Clinical psychologist and author of The Defining Decade, Meg Jay takes us into the world of the supernormal: those who soar to unexpected heights after childhood adversity.
Whether it is the loss of a parent to death or divorce; bullying; alcoholism or drug abuse in the home; mental illness in a parent or a sibling; neglect; emotional, physical or sexual abuse; having a parent in jail; or growing up alongside domestic violence, nearly 75% of us experience adversity by the age of 20. But these experiences are often kept secret, as are our courageous battles to overcome them.
Drawing on nearly two decades of work with clients and students, Jay tells the tale of ordinary people made extraordinary by these all-too-common experiences, everyday superheroes who have made a life out of dodging bullets and leaping over obstacles, even as they hide in plain sight as doctors, artists, entrepreneurs, lawyers, parents, activists, teachers, students and readers. She gives a voice to the supernormals among us as they reveal not only "How do they do it?" but also "How does it feel?"

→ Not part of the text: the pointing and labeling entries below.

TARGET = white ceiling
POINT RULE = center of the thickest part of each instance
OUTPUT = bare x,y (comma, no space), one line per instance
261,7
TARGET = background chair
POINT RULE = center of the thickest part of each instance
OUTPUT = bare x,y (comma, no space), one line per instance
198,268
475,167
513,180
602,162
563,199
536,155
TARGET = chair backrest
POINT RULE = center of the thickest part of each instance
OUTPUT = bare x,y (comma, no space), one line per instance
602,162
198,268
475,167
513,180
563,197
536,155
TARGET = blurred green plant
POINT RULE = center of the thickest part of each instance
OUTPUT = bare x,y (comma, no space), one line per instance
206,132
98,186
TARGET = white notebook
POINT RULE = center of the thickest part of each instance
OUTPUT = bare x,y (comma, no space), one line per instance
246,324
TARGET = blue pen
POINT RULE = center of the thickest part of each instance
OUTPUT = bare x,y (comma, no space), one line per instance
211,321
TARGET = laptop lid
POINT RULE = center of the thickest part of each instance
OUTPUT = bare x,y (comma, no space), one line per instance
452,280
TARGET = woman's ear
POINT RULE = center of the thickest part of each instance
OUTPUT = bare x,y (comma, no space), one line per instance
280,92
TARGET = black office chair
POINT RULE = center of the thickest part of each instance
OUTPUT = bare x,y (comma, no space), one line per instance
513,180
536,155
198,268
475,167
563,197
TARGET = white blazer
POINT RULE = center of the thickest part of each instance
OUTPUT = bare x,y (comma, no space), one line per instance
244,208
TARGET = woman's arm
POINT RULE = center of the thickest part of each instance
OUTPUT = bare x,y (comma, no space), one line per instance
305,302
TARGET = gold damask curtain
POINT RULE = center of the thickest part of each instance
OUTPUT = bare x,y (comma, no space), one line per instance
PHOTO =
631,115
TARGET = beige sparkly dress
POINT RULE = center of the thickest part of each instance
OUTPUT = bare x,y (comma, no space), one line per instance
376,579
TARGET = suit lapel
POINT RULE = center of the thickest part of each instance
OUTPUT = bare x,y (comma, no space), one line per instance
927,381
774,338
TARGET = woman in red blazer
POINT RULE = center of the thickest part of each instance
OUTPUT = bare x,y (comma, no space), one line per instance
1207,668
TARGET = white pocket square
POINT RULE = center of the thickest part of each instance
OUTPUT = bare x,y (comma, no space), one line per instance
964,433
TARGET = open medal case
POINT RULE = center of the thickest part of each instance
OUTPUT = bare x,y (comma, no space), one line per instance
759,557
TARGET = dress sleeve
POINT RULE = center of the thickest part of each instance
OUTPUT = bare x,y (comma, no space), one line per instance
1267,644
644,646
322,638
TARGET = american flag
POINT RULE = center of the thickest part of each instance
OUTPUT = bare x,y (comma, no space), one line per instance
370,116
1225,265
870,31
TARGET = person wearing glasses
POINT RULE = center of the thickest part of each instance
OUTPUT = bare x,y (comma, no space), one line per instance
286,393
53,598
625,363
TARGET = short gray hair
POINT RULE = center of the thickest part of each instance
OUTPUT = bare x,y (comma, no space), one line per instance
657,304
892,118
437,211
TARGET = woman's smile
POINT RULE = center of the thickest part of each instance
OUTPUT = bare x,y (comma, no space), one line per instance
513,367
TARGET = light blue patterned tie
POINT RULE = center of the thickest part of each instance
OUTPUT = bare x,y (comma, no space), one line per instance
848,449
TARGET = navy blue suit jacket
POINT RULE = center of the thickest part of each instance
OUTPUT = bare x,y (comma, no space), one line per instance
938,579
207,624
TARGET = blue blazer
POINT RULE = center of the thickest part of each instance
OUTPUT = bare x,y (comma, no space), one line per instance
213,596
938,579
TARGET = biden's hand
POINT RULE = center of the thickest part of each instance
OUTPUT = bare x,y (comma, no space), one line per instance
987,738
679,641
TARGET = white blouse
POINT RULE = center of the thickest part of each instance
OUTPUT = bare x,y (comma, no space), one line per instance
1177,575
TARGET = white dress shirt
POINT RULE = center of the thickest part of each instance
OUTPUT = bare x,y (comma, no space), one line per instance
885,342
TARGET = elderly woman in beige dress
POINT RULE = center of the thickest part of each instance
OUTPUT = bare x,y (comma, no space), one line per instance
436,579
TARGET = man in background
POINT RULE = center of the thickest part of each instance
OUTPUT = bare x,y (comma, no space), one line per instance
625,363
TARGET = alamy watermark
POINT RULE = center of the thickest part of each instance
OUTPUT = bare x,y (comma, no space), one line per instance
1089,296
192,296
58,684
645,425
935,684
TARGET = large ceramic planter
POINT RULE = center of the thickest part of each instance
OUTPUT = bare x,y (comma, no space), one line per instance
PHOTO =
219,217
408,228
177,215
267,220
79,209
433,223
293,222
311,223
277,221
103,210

These powerful stories, and those of public figures from Andre Agassi to Jay Z, will show supernormals they are not alone but are, in fact, in good company.
Marvelously researched and compassionately written, this exceptional book narrates the continuing saga that is resilience as it challenges us to consider whether -- and how -- the good wins out in the end.
Clinical psychologist Jay (The Defining Decade) makes an "empathic choice" on behalf of resilient people, defined here as those who exhibit "unexpected competence" despite traumatic experiences. She challenges the idea that such people are damaged and abnormal by redefining them as "supernormal" heroes. Jay shares stories collected from celebrity memoirs alongside the stories of her own clients. Though Jay provides a strong enough overview of the current scholarship on responses to adversity to make this a solid pop-psychology text, her real target readers are not fans of the genre but the resilient themselves. Her messages to them include the following: therapy is good and not shameful, rewriting our own stories is powerful, and being at risk is not the same as being destined to fail. Jay keeps up the superhero conceit throughout the book, giving her subjects "origin stories," framing their responses to stress as "fighting the good fight," and calling traumatic surprises from the past "kryptonite," but she never lets her framework get in the way of her message. Instead, she uses her theme to help make the people whose stories she shares more relatable, in the way that children, especially children in difficult situations, look to their fictional heroes for affinity and affirmation.